> >But if so, why are there myths that can ONLY be learned at special
> >places (like, specifically, some Eurmali feats, and others in RQ
> >writeups, which may or may not still be valid)? Are these exceptions,
> >where the place IS significant?
There could be several reasons for this. Being an oral culture without central religious organisations or fixed sacred texts, continuity of cultic knowledge among the Heortlings depends more on individual lords/disciples/godar and their followers that the game books suggest - only Gamla Saved-By-Bears knows the ancient Winterwake feat of Odayla, and she's somewhere in the wilderness surrounding Three Feat Mountain. (Gonna be damn handy that Winterwake, if what our Kev saw in the coals comes true, but it hasn't been that useful since the Dawn, so few have bothered remembering the myth).
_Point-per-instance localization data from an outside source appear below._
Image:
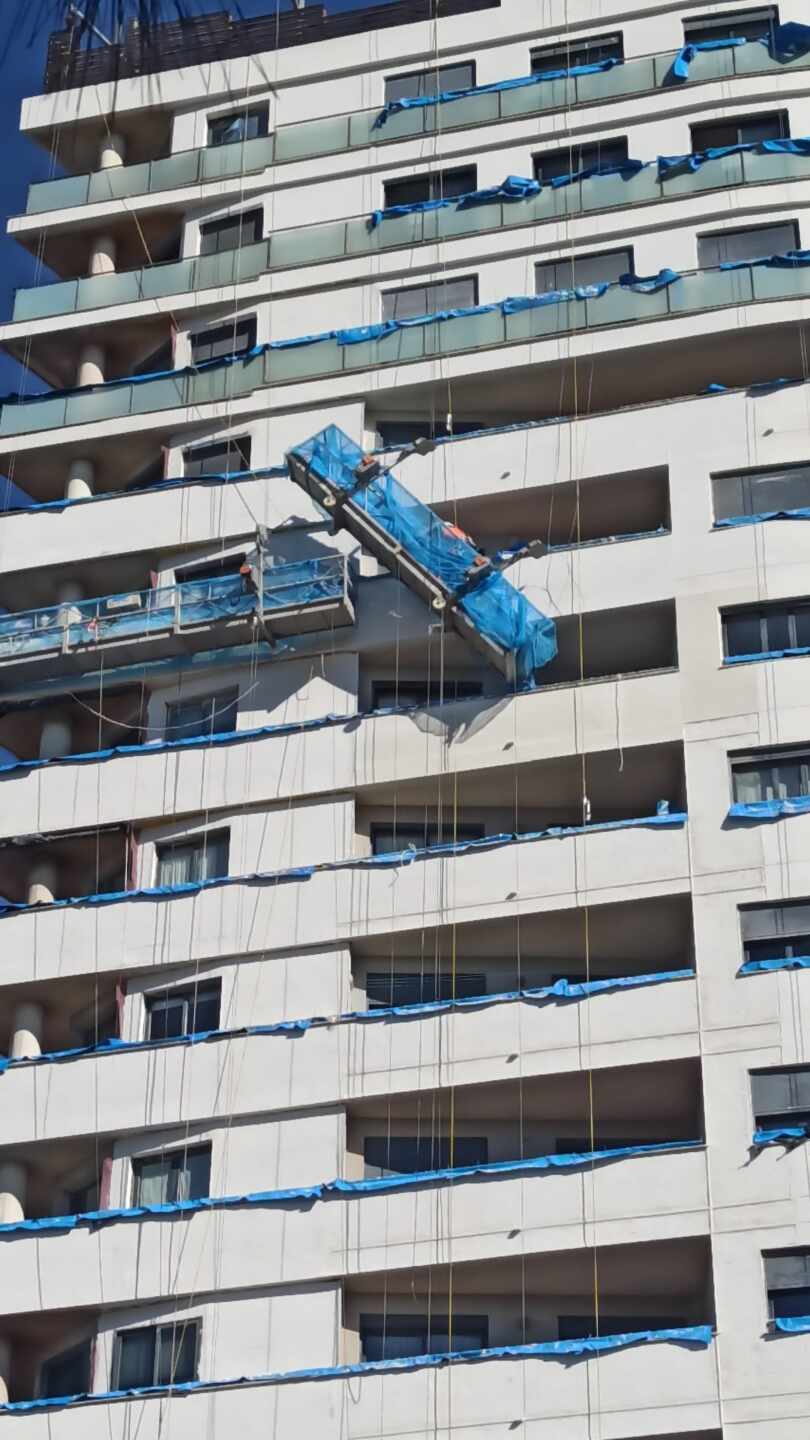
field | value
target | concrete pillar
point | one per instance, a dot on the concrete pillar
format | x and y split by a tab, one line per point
13	1181
113	151
26	1031
81	480
91	366
42	883
103	255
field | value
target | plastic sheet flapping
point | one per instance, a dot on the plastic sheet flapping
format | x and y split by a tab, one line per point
391	860
326	1190
561	990
495	606
692	1335
394	107
784	962
784	42
761	519
771	810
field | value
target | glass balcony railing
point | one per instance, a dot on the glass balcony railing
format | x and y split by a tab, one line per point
355	131
175	608
691	294
342	239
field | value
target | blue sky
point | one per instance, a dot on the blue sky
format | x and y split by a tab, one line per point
22	58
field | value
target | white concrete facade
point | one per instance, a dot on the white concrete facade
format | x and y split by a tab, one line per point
642	712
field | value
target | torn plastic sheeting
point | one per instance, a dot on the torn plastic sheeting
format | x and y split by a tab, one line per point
771	810
394	107
306	1194
496	608
561	990
761	519
698	1335
389	858
784	962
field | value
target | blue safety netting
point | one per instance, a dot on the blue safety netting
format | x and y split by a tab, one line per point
692	1335
192	602
495	606
561	990
343	1188
389	858
784	962
771	810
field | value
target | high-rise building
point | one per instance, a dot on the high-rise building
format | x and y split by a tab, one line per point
405	730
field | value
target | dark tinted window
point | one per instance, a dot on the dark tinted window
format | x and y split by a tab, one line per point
427	300
747	245
582	270
244	124
224	340
221	458
430	82
231	234
577	52
570	160
750	25
443	185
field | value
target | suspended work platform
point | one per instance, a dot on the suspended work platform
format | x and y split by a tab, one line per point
430	556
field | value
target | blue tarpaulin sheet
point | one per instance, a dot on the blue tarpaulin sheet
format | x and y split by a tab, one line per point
561	990
692	1335
495	606
309	1194
389	858
771	810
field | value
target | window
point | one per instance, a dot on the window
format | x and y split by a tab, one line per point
231	234
160	1180
780	1096
584	270
758	493
192	860
408	1154
430	82
67	1374
391	693
581	1326
421	988
244	124
787	1278
572	159
763	628
443	185
156	1355
203	714
427	300
224	340
771	775
588	51
741	131
748	25
183	1011
394	1337
776	932
221	458
420	834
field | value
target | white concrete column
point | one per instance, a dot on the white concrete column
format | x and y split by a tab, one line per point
103	255
113	151
26	1031
81	480
13	1181
91	366
42	883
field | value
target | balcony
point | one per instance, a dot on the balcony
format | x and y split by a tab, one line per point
695	293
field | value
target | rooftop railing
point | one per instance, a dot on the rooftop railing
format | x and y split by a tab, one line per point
356	131
346	239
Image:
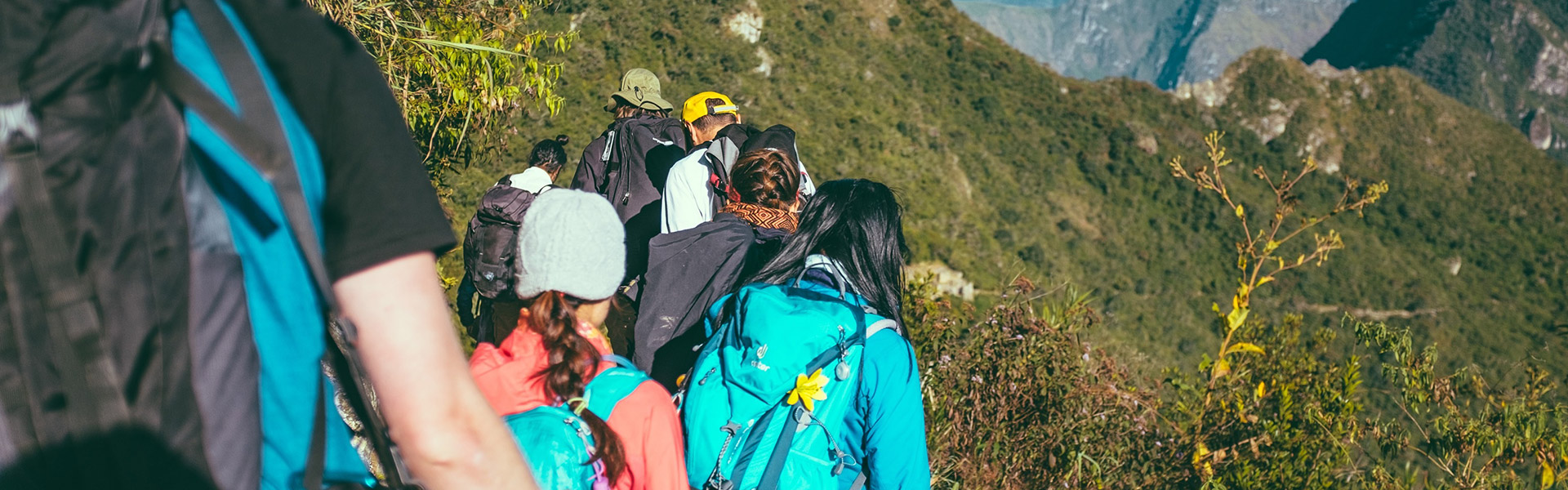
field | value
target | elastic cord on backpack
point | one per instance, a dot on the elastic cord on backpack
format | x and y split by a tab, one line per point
577	404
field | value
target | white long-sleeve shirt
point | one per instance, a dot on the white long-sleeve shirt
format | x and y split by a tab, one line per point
688	198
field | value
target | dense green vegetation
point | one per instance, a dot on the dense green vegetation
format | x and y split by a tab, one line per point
1007	167
1201	355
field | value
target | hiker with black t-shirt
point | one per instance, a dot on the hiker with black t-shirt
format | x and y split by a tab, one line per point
490	244
211	209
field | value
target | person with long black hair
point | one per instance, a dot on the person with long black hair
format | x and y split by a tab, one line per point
813	343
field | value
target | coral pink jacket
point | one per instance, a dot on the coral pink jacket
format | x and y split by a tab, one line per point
645	421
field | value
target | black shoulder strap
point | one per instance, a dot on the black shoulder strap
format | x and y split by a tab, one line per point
95	399
256	132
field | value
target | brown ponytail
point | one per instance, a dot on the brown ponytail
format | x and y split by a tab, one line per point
572	363
765	178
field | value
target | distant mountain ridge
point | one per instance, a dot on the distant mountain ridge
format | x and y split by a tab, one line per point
1506	57
1005	167
1159	41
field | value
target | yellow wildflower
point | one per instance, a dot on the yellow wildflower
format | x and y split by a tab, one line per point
808	390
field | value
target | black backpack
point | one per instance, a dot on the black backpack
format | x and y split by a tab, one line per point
491	243
637	158
112	275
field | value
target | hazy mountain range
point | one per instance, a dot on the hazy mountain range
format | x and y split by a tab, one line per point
1159	41
1005	167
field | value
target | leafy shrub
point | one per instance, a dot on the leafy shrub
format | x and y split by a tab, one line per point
1018	399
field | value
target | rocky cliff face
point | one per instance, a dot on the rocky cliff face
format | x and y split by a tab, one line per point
1506	57
1160	41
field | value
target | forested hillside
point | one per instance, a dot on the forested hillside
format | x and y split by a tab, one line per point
1007	167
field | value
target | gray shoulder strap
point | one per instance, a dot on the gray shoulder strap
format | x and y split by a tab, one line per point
880	326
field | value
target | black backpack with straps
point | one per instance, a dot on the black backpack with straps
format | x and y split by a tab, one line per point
98	217
637	156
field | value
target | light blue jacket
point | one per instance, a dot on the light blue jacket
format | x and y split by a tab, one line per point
886	429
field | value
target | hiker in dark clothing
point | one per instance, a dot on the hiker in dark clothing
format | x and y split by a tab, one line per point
488	247
637	100
630	161
201	202
693	267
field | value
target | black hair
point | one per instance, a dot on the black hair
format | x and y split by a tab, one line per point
549	154
862	225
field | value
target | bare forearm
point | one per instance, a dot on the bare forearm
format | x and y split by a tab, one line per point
448	432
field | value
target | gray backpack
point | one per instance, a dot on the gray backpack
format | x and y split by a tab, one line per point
491	241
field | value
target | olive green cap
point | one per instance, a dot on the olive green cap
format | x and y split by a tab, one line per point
640	87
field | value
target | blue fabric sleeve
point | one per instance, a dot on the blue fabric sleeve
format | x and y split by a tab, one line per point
893	415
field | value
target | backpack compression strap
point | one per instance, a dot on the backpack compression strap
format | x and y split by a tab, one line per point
95	401
257	136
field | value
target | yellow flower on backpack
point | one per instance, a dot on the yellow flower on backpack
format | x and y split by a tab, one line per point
808	390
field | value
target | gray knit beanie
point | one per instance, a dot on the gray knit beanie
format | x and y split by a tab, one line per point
572	243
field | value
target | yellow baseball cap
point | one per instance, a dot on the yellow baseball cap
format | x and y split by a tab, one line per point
697	107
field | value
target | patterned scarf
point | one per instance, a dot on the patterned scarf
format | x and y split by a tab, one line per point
764	217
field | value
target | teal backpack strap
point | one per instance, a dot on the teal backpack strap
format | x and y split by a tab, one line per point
612	385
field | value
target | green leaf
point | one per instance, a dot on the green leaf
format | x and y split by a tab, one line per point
1236	319
1244	347
466	46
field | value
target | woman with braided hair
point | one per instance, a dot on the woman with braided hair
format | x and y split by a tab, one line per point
571	258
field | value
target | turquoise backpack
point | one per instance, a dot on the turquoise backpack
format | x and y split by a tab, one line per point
559	443
745	404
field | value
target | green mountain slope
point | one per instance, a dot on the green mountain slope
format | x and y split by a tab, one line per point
1506	57
1005	167
1159	41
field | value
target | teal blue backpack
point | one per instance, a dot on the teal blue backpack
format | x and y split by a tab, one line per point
559	443
750	412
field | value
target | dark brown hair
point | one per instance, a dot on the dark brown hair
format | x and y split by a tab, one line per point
765	178
549	154
625	109
572	363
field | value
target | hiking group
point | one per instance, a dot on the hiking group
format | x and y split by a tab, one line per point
218	265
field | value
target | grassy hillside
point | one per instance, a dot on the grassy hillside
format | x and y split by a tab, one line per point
1005	167
1506	57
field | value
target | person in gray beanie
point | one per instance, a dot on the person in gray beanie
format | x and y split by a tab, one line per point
572	243
571	256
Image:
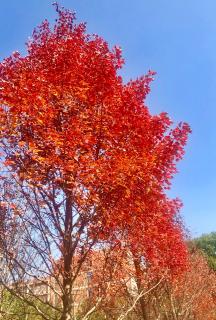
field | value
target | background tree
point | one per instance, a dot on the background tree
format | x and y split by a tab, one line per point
85	163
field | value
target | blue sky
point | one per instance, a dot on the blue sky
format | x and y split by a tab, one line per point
177	39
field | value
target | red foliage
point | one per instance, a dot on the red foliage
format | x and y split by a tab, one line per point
68	120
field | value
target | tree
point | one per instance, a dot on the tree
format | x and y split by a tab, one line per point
188	296
84	163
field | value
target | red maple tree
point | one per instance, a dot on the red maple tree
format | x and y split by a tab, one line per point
83	152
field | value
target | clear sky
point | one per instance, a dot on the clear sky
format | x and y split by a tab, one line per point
177	39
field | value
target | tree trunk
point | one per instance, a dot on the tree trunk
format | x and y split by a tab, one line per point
142	303
67	297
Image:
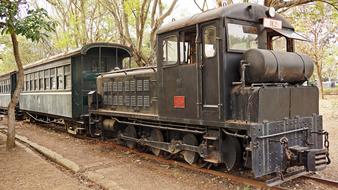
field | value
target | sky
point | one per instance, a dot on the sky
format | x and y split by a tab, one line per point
186	8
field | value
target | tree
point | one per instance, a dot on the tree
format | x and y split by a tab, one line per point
321	28
81	22
280	5
18	19
139	16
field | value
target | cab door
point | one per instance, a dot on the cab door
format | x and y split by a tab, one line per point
211	72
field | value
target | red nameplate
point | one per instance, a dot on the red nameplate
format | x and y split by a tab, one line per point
179	102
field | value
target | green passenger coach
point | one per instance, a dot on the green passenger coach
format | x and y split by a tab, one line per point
58	87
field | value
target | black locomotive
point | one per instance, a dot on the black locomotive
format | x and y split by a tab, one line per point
228	89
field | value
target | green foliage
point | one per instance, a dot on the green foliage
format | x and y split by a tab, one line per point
318	22
32	25
29	51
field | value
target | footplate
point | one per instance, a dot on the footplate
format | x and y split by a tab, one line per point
316	159
274	143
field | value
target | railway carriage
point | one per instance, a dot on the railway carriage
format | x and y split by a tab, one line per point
57	88
228	89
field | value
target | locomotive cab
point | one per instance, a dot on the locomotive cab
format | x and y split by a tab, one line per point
237	65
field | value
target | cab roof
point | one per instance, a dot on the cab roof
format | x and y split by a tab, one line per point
241	11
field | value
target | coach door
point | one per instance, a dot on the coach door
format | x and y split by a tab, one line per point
211	102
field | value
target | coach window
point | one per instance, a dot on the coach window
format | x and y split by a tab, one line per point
53	79
41	80
60	84
170	50
24	83
209	40
68	81
27	83
36	81
188	47
47	80
31	82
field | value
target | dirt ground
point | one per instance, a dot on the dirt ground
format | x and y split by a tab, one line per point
101	161
20	169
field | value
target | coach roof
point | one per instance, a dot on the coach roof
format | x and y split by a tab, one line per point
241	11
81	51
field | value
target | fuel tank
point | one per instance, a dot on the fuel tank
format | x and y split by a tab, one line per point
266	66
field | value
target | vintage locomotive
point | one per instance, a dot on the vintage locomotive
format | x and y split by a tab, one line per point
228	89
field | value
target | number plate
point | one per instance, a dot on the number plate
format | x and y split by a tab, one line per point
179	102
271	23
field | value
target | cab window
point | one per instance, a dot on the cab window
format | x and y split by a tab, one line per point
242	37
170	50
209	40
188	47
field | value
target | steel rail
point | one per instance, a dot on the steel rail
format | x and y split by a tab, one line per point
329	182
227	176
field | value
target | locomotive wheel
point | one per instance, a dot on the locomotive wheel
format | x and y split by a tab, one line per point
130	131
93	131
231	152
189	156
156	135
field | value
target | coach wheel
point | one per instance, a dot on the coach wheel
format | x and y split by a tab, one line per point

If only a few people know the inner workings of a myth or ritual or feat (they're all identical at one level) they're likely to be found at only one locale.
Entry to particular myths/quests may be dependent on historical artefacts of power that cannot be duplicated - the sacred buzz-cut tooth-on-a-wheel that Arki HorseBladder stole from the Diamond Mostali - or sacred or magical plants or other items that are only found in particular localities. (This is a big thing in my game Glorantha, just about every valley has unique plants or animals gifted by some grateful or merely bored deity in TGB.)
A third reason - at higher (devotee +) levels, I believe that the distinction between myth and ritual - the *telling* of a myth and the *doing* it, becomes blurred - many quests and perhaps feats require rituals that are linked to specific locations and can only be enacted there - "three times windershins round the Crooked Peak, calling down rain as you go; then three hundred and seven steps east to the Blessing Tree, casting seeds behind you at every step". That sort of thing.